After all, team members who collaborate on a common goal will likely get more done than team members who bicker and fight, so here are three skills that can help you be a great team player.
Some people tend to equate humility with being weak or passive, but that really misses the point of humility and how important it is. A person who is truly humble thinks realistically about himself, properly recognizing both strengths and weaknesses.
A person who is proud will think more of himself than he should. He will have an unrealistic view of his abilities.
Instead of boasting about your strengths and being fearful of your weaknesses, seek to be honest about them. Part of being a team player is understanding what role you need to play. Ideally, that role should be one that takes advantage of your strengths while avoiding your weaknesses.
By being humble, you can more effectively demonstrate your true talents and prove your worth to the team.
But humility also includes a proper perspective of others. A proud person focuses on himself, which will tend to disrupt how the various team members work together. If one person is always looking out for himself rather than for the team, the rest of the team suffers.
When you are looking out for the needs of your coworkers, you encourage them to do the same. Yes, some may still be selfish, but many will appreciate your thoughtfulness and seek to reciprocate, which brings us to the next point.
Be a peacemaker.
The reality is that working with people will always involve conflict. Sometimes colleagues will struggle to work together peaceably, and high-stress situations can easily make an otherwise small disagreement turn into a heated argument.
When team members are fighting each other, the work will not get done. But if you can help heal rifts between your colleagues, you can be part of the solution, rather than part of the problem. If you see someone struggling with a task, see if you can help. If you can’t, try to find someone who can.
The key is fostering cooperation so that the burden of work is taken up by the entire team, with everyone’s strengths focused on productive tasks.
Fairness is easy to see in customer relations. Treating customers fairly can build long-term loyalty, which is far more valuable than short-term profits. But fairness with your coworkers can be harder since you work with them every day.
You likely work with some people whom you do not necessarily like, and even good workers will have off days sometimes.
To cultivate fairness, when you interact with your coworkers, try to look past idiosyncrasies and personal feelings and focus instead on how those people fit into your team.
What are their strengths and weaknesses, and how can you help maximize their strengths while minimizing their weaknesses?
When problems arise, look past the emotions of the moment, and focus on finding an unbiased solution to the problem. While it may be enjoyable (for a moment) to give the coworker who annoys you the worst job, don’t give in to that petty attitude. Instead, make decisions objectively and truthfully. When you do that consistently, coworkers will probably start recognizing that you are seeking to do what is best for the team.
That attitude helps encourage camaraderie.
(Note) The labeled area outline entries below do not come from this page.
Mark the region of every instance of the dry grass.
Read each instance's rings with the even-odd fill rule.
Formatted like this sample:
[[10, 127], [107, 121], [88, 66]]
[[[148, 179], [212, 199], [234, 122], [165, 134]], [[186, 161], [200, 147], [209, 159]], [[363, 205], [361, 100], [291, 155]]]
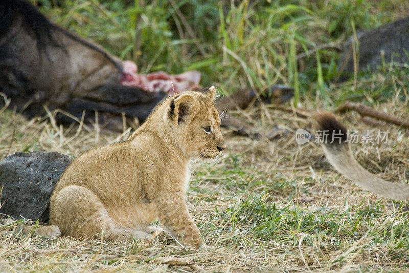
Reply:
[[[376, 108], [407, 118], [407, 105], [400, 101]], [[406, 270], [405, 204], [360, 190], [332, 169], [316, 145], [297, 144], [295, 130], [311, 130], [310, 120], [271, 106], [263, 109], [236, 114], [256, 130], [278, 126], [281, 137], [252, 140], [225, 130], [228, 149], [221, 159], [194, 164], [187, 200], [206, 249], [186, 249], [166, 234], [148, 245], [45, 239], [15, 232], [20, 223], [14, 223], [0, 227], [0, 271], [193, 270], [162, 264], [157, 257], [191, 258], [203, 270], [215, 272]], [[96, 143], [127, 135], [93, 126], [63, 128], [49, 117], [27, 120], [0, 111], [0, 158], [42, 149], [75, 157]], [[371, 129], [354, 113], [341, 119], [350, 128]], [[356, 157], [385, 178], [407, 181], [407, 130], [385, 128], [391, 131], [388, 143], [355, 145]]]

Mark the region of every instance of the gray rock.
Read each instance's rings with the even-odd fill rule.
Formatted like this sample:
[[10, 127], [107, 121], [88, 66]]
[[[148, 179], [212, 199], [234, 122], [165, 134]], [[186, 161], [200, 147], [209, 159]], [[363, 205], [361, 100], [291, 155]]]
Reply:
[[[356, 34], [359, 43], [358, 70], [369, 67], [375, 69], [382, 65], [381, 52], [385, 62], [391, 60], [409, 62], [409, 17], [399, 19], [378, 28], [359, 31]], [[353, 36], [344, 45], [339, 62], [341, 71], [352, 75], [354, 72], [352, 46]]]
[[17, 152], [0, 161], [0, 213], [47, 223], [54, 185], [70, 164], [56, 152]]

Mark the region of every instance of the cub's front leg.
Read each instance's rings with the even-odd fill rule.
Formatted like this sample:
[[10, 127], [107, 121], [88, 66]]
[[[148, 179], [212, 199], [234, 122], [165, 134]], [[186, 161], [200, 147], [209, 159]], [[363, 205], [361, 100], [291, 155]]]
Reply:
[[169, 233], [173, 236], [176, 235], [183, 244], [198, 248], [203, 242], [188, 211], [181, 191], [175, 193], [163, 191], [155, 201], [159, 219]]

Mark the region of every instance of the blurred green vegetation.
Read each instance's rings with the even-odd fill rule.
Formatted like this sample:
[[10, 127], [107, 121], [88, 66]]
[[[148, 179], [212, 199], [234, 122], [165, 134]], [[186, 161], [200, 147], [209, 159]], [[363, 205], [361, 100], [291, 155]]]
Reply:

As the old saying goes, “You can catch more flies with honey than with vinegar.”
Being a team player means being selfless.
You may have noticed that one of the recurring themes of being a good team player is selflessness. Focusing on yourself is easy. We all do it, and you do need to make sure that you are taking care of your family and your health.
But we are all prone to focusing so much on our own issues that we miss opportunities to help others, even when they are right in front of us.
Your colleagues need your help. If you can build a culture of cooperation and mutual respect in your company, you will do more than become an excellent team player. You will help build an excellent team, so stop thinking so much about yourself.
Go help your team.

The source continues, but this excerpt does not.